Unfortunately for businesses, it is impossible to predict every single catastrophic occurrence that may happen in the course of the business’s lifetime.
These catastrophic events may also make it impossible to complete contracts as related to a business. In these cases, force majeure clauses may get evoked.
Defining a force majeure clause
The American Bar Association discusses force majeure clauses in detail. First, what is a force majeure clause? These exist to protect parties and allow contracts to end or a party to withdraw from a contract without penalty, usually due to a specific and uncontrollable external circumstance.
These clauses require descriptions of the events that may invoke them in order for the clause to have any legal standing. For example, a natural disaster might require a more specific definition of a flood, earthquake, hurricane or so on.

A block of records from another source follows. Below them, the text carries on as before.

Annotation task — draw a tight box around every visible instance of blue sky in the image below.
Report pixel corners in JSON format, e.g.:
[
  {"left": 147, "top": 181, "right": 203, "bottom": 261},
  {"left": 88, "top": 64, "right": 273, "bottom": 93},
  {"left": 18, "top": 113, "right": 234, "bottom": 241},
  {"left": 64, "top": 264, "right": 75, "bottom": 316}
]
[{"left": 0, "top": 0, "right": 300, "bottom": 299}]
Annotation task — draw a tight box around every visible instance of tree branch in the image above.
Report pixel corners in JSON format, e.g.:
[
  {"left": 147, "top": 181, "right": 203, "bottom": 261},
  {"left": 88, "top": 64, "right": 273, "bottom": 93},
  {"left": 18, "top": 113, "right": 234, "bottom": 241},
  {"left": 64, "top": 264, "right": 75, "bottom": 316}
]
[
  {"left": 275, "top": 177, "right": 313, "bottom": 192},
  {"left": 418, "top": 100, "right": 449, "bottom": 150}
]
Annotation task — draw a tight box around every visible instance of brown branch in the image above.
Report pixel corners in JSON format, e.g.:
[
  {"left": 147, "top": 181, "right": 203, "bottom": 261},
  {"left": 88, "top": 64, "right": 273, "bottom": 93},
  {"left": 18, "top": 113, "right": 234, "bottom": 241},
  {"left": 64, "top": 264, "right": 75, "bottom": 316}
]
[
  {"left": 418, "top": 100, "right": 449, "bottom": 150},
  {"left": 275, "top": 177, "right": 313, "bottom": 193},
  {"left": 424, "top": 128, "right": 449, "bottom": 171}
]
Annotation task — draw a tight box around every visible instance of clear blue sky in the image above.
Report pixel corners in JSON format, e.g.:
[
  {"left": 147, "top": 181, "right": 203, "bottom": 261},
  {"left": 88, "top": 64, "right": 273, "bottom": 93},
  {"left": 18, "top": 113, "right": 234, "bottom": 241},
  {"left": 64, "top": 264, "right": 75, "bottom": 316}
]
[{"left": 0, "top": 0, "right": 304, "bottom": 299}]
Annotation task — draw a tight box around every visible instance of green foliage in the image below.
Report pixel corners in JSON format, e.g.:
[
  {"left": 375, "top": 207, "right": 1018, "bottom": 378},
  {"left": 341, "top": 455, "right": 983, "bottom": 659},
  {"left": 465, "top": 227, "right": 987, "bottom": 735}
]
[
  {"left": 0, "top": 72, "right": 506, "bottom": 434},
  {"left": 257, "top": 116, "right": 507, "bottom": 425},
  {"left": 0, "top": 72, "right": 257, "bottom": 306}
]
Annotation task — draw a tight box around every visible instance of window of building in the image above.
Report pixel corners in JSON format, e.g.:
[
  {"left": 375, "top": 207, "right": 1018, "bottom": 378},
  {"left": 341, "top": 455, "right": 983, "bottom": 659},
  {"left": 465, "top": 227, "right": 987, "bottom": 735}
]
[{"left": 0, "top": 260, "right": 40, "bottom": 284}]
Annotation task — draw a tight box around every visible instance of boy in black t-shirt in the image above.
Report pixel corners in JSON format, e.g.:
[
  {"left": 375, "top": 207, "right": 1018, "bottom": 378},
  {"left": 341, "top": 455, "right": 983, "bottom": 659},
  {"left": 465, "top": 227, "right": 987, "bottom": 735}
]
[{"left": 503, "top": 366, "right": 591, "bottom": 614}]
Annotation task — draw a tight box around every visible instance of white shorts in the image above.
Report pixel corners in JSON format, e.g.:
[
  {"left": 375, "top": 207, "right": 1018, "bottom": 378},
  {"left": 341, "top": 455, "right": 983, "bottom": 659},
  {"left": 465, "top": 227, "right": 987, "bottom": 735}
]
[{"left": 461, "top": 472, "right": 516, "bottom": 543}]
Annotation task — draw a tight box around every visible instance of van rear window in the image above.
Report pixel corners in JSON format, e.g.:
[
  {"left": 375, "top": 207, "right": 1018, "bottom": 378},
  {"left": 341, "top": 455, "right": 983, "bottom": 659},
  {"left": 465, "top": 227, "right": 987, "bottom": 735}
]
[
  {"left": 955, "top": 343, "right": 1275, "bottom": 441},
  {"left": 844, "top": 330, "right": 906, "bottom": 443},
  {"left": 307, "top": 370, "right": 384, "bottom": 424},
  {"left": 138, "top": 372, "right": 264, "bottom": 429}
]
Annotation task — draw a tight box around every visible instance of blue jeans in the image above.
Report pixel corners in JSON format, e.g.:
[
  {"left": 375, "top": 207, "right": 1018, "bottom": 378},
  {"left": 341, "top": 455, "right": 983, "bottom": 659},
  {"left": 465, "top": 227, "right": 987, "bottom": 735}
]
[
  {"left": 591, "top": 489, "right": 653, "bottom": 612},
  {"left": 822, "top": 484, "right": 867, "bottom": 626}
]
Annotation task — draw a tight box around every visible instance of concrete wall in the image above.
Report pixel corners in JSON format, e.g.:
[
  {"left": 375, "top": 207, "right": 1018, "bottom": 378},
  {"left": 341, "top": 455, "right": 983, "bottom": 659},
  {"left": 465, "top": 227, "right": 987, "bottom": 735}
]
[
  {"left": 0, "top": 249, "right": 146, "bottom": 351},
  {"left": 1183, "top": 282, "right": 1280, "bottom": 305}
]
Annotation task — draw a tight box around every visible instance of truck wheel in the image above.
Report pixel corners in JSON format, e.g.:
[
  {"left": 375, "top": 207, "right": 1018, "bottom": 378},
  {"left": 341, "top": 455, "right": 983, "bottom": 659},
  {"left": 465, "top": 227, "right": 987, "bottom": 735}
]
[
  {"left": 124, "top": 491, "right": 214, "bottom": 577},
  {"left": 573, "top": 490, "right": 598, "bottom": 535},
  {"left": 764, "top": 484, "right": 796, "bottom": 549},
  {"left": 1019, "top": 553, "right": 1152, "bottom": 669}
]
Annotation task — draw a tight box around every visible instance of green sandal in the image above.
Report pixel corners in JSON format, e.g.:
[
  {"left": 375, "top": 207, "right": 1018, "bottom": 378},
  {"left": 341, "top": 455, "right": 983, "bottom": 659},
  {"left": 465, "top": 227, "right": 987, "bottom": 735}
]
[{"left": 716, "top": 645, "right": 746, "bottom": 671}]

What is needed for excusable breaches?
Other specific definitions might also include acts of terrorism, unusual business shutdowns, war and more. It is possible to negotiate force majeure clauses between parties when forming a contract to ensure that everyone feels comfortable and satisfied with the terms.
To have an excusable breach, it must reflect the direct potential results of any of the events listed in the clause. The clause itself also needs to illustrate the connection between a breached promise and an uncontrollable event.
In using a proper force majeure clause, it may protect both the company from unexpected losses, as well as contractors from essentially ending up penalized for something entirely out of their control. Thus, it is an important part for parties to collaborate on.